Infelizmente as brincadeiras infantis ainda se pautam por uma divisão radical
e dicotômica entre os sexos, iniciada na família e ampliada na escola. As crianças
reproduzem na escola aquilo que ouvem ou vêem em relação às concepções de
gênero perpetuadas na família. Ocorre que, quase sempre, transfere-se para a
escola a função de orientação, esquecendo-se que as duas instituições devem aliar-
se para a busca da formação das crianças a fim de que lidem, respeitosa e
dignamente, com os colegas e adultos, independente do gênero. A escola e a família
devem possibilitar às crianças a oportunidade de crescerem e viverem como
pessoas, independentes dos estigmas e tabus que envolvem a “guerra dos sexos”.

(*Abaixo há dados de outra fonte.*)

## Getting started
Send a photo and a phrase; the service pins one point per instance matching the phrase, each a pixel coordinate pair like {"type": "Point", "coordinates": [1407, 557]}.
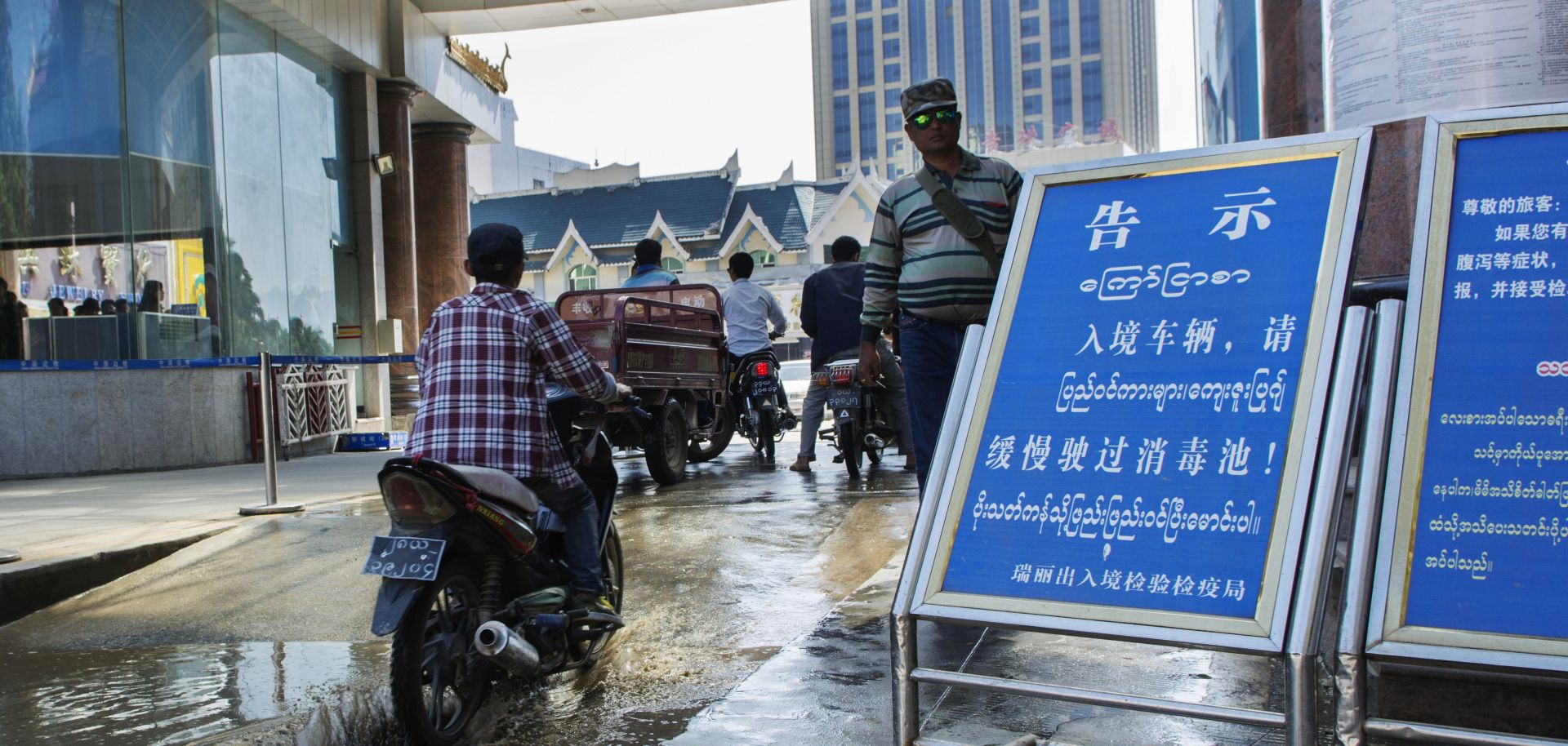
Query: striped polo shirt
{"type": "Point", "coordinates": [924, 265]}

Mas, para que isso aconteça, precisamos, segundo Lima e Souza, (2005, p. 24)
seguir:
[...] um projeto mais amplo de inclusão e ampliação de estudos de gênero
na academia, no sentido de contribuir para tornar possível uma nova ordem
que, partindo do âmbito acadêmico, se dissemine na sociedade,
especialmente no âmbito da educação, para proporcionar, de modo
irreversível, o fim de mitos e preconceitos de gênero que desqualificam as
mulheres, com o aval da Ciência e, portanto, cercados de prestígio e
credibilidade que esta lhes confere.
Nessa perspectiva, podemos começar a vislumbrar uma humanidade mais
generosa entre si, menos radical, arbitrária e excludente, mesmo perante a
competitividade que envolve a contemporaneidade, para que as identidades possam
ser construídas com mais liberdade, autonomia, movimento e riqueza de
experiências. Afinal, o que foi construído historicamente também pode ser
desconstruído e repensado ao longo das relações sociais, conflitos, descobertas e
desafios que nos são apresentados cotidianamente: “[...] essa redescoberta do
passado é parte do processo de construção da identidade que está ocorrendo neste
exato momento e que, ao que parece, é caracterizado por conflito, contestação e
uma possível crise.” (WOODWARD, 2000, p. 12).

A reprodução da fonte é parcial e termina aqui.